From the minute he left The Yardbirds, Beck always wanted to have music that touched people in a different way than traditional blues. He needed to hook them in through the pure beauty of his music, and while Truth did start things off well, it wasn’t until Blow by Blow that people really started paying attention to what he could do every time he sat down to jam with his mates.

Compared to some of the artists he’s worked with, like John Frusciante and Tony Iommi, Rubin stood by the fact that Jeff Beck was up there with the true icons of the instrument, saying, “I think he’s one of the greatest guitar players of all time, maybe the greatest. What I love about him is that he plays the guitar as if it’s a different instrument than the instrument that everyone else who plays guitar plays. He plays it in a completely original way. He found a new language of guitar playing that’s only his, and that only he can do, or that I know of that only he could do.”

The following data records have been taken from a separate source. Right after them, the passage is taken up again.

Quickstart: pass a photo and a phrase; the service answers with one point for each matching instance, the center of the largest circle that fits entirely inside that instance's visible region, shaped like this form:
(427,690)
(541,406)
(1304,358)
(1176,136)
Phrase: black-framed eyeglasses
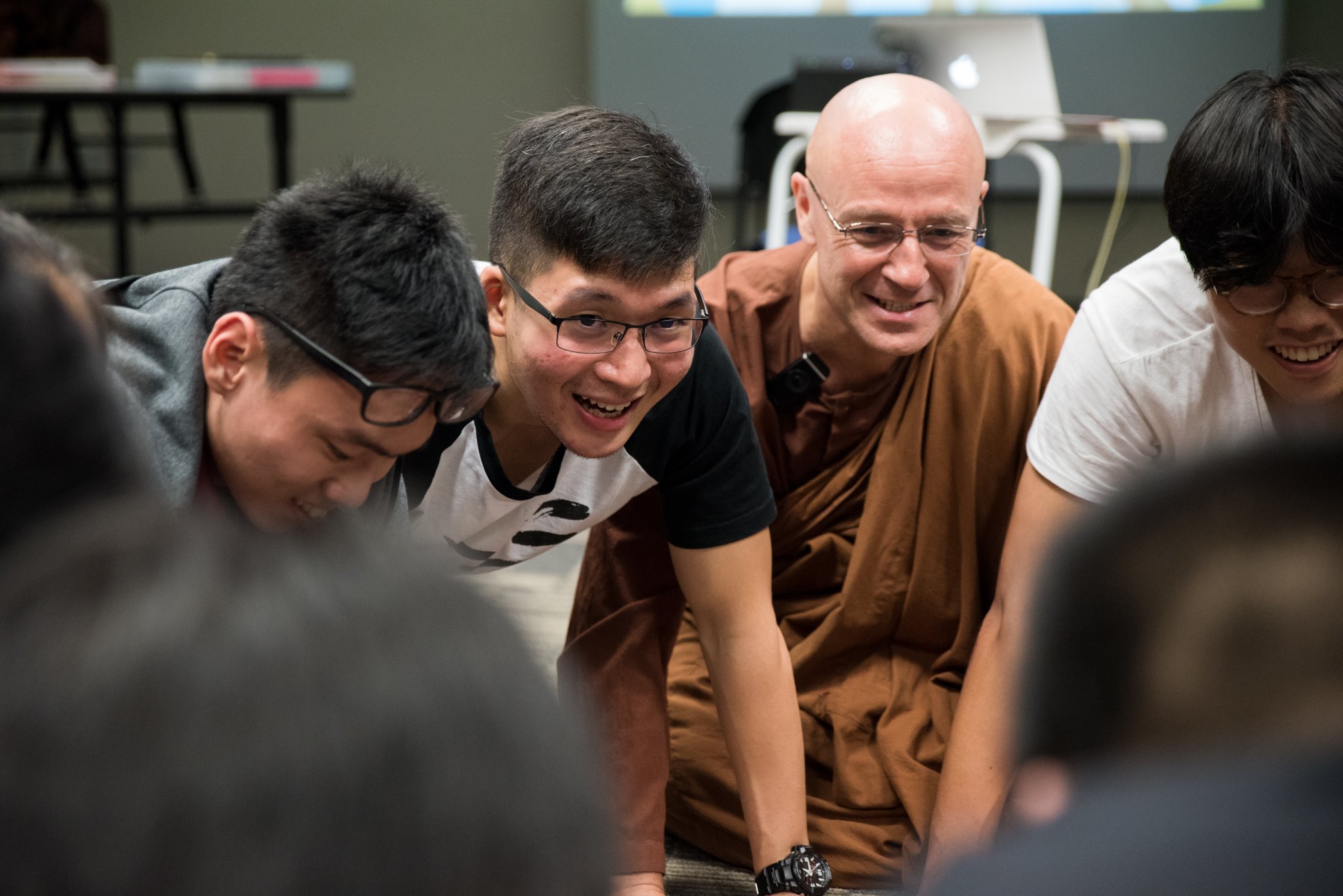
(591,335)
(936,241)
(388,403)
(1323,288)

And while there are people who took the instrument further, no one ever had the voice that Beck had on guitar, either. There are many opportunities for him to play traditional solos whenever he gets behind the fretboard, but the reason why you know it’s him even when he guested on records by Tina Turner and Roger Waters is because of how much his guitar sounds like a separate voice whenever he plays.

When people eventually bring out the Big Book of Best Guitarists, Beck might not eclipse the likes of Jimi Hendrix and Eddie Van Halen in the court of public opinion, but his natural voice on the guitar is still miles above anything his contemporaries ever did. He had been a natural blues musician throughout his career, but after leaving The Yardbirds, Beck never seemed to play an unoriginal note for the rest of his life.